Guiding drones by information gain
Alouette van Hove, Kristoffer Aalstad, Norbert Pirk
TL;DR
The paper tackles estimating unknown greenhouse gas source locations and fluxes from drone-based atmospheric data by casting STE as a Bayesian belief-MDP and comparing two IPP strategies: infotaxis and a deep reinforcement learning (DRL) policy guided by information gain. DRL is trained in a model-based setting using a value function $\hat{v}(s,\mathbf{w})$ and a reward $r=-H(s')$, with two neural architectures (fully connected and convolutional) and evaluated over $605$ source-term scenarios.

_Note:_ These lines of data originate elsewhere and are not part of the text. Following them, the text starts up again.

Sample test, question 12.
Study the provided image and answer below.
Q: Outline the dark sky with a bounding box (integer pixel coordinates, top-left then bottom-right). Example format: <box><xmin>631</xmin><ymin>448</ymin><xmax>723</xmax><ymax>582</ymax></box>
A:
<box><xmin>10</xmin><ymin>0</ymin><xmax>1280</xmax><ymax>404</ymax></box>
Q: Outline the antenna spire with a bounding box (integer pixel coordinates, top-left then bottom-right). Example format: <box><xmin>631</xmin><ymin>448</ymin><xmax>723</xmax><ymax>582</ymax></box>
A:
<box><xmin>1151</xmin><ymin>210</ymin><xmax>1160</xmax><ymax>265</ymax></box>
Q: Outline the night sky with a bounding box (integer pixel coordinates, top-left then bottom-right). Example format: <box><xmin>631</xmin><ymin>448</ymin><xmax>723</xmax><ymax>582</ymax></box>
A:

Results show that DRL, particularly with a CNN, yields higher success rates and greater reductions in posterior entropy than infotaxis in non-isotropic plumes, though isotropic cases show similar performance. The work demonstrates that far-sighted planning via DRL can improve STE in drone-guided sensing and outlines directions for real-world deployment, time-dependent plume modeling, and extension to multiple sources.
Abstract
The accurate estimation of locations and emission rates of gas sources is crucial across various domains, including environmental monitoring and greenhouse gas emission analysis. This study investigates two drone sampling strategies for inferring source term parameters of gas plumes from atmospheric measurements. Both strategies are guided by the goal of maximizing information gain attained from observations at sequential locations. Our research compares the myopic approach of infotaxis to a far-sighted navigation strategy trained through deep reinforcement learning. We demonstrate the superior performance of deep reinforcement learning over infotaxis in environments with non-isotropic gas plumes.